Candidate sourcing for recruiters is best viewed as a two-stage retrieval and reranking pipeline with recall as the primary objective under a limited review budget. Mira-Embeddings-V1 reshapes the embedding space with LLM-synthesized training data and corrects boundary confusions with a lightweight reranking head. Starting from real job descriptions, the system uses a five-stage prompt pipeline to generate positive and hard-negative samples, followed by two-round LoRA adaptation and a BoundaryHead MLP. On 300 real job descriptions with candidates from a production retriever, it improves Recall@50 from 68.89% to 77.55% and Precision@10 from 35.77% to 39.62%. On a global pool of 44,138 candidates judged with a Qwen3-32B rubric, Recall@200 reaches 0.7047 versus 0.5969 for the baseline.

Evidence

Key findings

  • Recall@50 improved from 68.89% to 77.55% on a local pool built from 300 real job descriptions.
  • Precision@10 increased from 35.77% to 39.62% without a heavy cross-encoder.
  • On 44,138 global candidates, Recall@200 reached 0.7047 versus 0.5969 for the baseline.

Research design

Methodology

The study expands a modest set of real job descriptions into supervision through a five-stage LLM synthesis pipeline.
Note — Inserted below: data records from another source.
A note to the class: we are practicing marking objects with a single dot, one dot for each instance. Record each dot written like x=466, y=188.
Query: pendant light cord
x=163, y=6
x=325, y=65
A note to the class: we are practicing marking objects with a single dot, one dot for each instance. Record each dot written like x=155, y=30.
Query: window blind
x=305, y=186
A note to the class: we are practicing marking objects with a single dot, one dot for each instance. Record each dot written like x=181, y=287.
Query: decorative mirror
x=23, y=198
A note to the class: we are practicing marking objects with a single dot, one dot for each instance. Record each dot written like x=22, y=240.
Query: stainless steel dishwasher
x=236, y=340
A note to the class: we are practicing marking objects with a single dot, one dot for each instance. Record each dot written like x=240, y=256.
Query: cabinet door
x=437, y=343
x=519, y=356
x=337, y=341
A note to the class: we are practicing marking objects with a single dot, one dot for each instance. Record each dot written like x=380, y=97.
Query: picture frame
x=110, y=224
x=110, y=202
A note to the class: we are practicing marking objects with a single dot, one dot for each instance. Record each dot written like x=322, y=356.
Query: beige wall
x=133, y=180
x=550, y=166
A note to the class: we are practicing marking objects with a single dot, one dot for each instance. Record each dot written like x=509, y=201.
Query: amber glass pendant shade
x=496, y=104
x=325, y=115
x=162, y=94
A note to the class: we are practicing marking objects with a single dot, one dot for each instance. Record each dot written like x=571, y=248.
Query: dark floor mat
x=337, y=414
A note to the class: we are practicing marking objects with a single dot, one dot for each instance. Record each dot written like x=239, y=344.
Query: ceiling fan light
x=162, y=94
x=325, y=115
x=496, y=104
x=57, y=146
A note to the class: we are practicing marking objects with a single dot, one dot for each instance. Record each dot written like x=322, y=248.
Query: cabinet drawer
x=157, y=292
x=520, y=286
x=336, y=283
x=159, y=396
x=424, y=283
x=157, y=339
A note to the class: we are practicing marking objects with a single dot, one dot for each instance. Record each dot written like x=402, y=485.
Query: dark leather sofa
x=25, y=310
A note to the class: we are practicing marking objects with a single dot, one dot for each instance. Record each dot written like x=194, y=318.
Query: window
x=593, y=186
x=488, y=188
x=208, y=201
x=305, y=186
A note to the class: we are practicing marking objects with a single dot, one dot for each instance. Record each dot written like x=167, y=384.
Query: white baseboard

It then applies JD-to-JD contrastive adaptation, JD-to-CV triplet alignment, and a lightweight BoundaryHead MLP to rerank candidates that share titles but differ in role scope.

Subjects

Research topics

  • AI recruiting
  • semantic reranking
  • candidate retrieval
  • LLM-synthesized data
  • domain-adapted embeddings

Reference

How to cite

Liang, Z., Wang, Z., Cao, R., & Zhang, Y. (2026). Mira-Embeddings-V1: Domain-Adapted Semantic Reranking for Recruitment via LLM-Synthesized Data. arXiv:2604.17738.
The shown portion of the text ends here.